Lehecka, B.J., Burleson, J., Diederich, P., Salem, M., Schoonover, R., & Tejano, J. (2024). "Hip and Trunk Variables in University Students with and without Recurrent Low Back Pain." International Journal of Sports Physical Therapy, 19(2). https://doi.org/10.26603/001c.91640.

Abstract

Background Low back pain (LBP) is a leading cause of disability. Recurrent low back pain (rLBP) is defined as two or more episodes of LBP in a 12-month period, each lasting more than 24 hours and separated by at least one pain-free month. Many studies have shown that hip and trunk variables have an influence on LBP. However, most of these are studies of participants with acute or chronic LBP rather than rLBP. Purpose To examine the difference between hip and trunk variables of university students with and without rLBP. Study Design Cross-Sectional Methods Participants with and without rLBP between 18 and 35 years of age not currently undergoing clinical orthopedic care were recruited for this cross-sectional study. Bilateral hip range of motion (ROM) and trunk ROM were measured with a goniometer or measuring tape (hip motions in all planes along with trunk flexion, extension, and lateral flexion). Strength of the hip extensors, abductors, and external rotators was measured using a handheld dynamometer, and a single-leg bridge endurance test was performed to assess differences and correlations between outcomes.

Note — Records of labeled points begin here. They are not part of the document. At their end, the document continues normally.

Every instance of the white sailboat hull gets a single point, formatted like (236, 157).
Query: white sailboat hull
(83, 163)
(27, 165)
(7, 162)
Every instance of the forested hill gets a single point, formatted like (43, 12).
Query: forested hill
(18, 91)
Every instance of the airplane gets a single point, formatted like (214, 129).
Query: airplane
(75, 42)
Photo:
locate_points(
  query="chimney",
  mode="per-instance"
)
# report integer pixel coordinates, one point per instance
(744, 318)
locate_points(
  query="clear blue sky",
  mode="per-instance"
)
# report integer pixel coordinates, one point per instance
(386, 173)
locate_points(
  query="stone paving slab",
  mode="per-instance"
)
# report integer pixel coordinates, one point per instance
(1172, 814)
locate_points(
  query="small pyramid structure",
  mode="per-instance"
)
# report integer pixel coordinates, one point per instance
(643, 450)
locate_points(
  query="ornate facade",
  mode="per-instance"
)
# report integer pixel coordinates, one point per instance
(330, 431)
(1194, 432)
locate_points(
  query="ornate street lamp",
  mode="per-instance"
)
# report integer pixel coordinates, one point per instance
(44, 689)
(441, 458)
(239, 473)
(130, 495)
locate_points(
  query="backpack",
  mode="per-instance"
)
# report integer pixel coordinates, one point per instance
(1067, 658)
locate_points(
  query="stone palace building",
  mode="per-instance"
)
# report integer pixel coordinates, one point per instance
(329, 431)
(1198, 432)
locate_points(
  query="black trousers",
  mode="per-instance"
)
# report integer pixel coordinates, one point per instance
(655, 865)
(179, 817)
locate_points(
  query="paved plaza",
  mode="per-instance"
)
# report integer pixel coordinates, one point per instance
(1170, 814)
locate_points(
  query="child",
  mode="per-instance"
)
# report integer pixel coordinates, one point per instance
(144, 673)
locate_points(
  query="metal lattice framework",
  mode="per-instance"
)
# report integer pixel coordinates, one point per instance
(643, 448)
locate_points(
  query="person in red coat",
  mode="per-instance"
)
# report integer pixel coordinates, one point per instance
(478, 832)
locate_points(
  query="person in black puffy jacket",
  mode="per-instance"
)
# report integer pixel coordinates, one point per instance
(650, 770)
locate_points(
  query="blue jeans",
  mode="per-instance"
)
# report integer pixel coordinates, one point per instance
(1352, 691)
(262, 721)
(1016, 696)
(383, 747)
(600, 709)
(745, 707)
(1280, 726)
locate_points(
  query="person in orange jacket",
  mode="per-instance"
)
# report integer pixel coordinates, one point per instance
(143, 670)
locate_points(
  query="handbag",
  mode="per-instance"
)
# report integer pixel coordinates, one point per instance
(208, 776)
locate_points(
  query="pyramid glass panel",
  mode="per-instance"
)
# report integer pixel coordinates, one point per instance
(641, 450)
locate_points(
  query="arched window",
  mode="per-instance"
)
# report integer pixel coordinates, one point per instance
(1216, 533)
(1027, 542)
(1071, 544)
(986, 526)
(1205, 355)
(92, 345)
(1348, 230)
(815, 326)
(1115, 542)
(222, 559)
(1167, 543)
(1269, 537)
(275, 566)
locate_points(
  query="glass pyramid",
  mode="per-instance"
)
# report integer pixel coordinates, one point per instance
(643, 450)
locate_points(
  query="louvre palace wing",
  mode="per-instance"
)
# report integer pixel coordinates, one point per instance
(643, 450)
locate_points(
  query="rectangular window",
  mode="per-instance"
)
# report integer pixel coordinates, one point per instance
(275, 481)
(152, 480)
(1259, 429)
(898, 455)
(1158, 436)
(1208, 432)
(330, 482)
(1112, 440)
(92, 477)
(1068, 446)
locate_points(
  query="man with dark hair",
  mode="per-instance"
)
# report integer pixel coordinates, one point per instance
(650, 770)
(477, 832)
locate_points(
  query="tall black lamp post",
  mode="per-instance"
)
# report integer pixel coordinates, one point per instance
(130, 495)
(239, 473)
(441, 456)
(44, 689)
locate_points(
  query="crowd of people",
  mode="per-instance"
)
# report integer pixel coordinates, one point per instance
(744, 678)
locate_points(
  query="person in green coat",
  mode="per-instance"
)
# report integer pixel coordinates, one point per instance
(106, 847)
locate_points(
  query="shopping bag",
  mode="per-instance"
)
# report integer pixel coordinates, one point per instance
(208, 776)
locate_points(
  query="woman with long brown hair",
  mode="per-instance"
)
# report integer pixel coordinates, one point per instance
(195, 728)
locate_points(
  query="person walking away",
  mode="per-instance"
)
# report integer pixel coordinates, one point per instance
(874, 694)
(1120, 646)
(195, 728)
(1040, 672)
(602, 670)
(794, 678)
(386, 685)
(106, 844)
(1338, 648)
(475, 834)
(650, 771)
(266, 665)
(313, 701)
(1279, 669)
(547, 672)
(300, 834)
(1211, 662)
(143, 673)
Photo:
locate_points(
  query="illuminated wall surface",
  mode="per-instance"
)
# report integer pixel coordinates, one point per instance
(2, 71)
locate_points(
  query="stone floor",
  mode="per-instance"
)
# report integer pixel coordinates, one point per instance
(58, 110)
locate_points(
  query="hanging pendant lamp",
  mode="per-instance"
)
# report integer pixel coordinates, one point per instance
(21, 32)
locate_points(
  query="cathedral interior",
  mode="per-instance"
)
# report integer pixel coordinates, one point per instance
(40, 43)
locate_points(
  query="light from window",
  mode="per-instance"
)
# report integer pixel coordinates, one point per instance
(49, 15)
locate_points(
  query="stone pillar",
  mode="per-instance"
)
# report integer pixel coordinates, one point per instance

Results Twenty-six subjects aged 18 to 35 years with rLBP (n=10) and without rLBP (n=16) participated. Statistically significant differences between the two groups were found for right and left hip flexion (p = 0.029 and 0.039, respectively), right hip adduction (p = 0.043), and right hip extension (p = 0.021). No significant differences were found between groups for strength, endurance, or other ROM measures. Conclusion The findings of this study show statistically significant although clinically non-meaningful differences in hip flexion, extension, and adduction ROM in the rLBP group compared to the control group. This lack of clinically meaningful difference may be relevant to testing procedures and treatment of patients or athletes with rLBP. This study also suggests that hip strength and endurance may not play a major role in the development or treatment of rLBP. Level of Evidence: 3.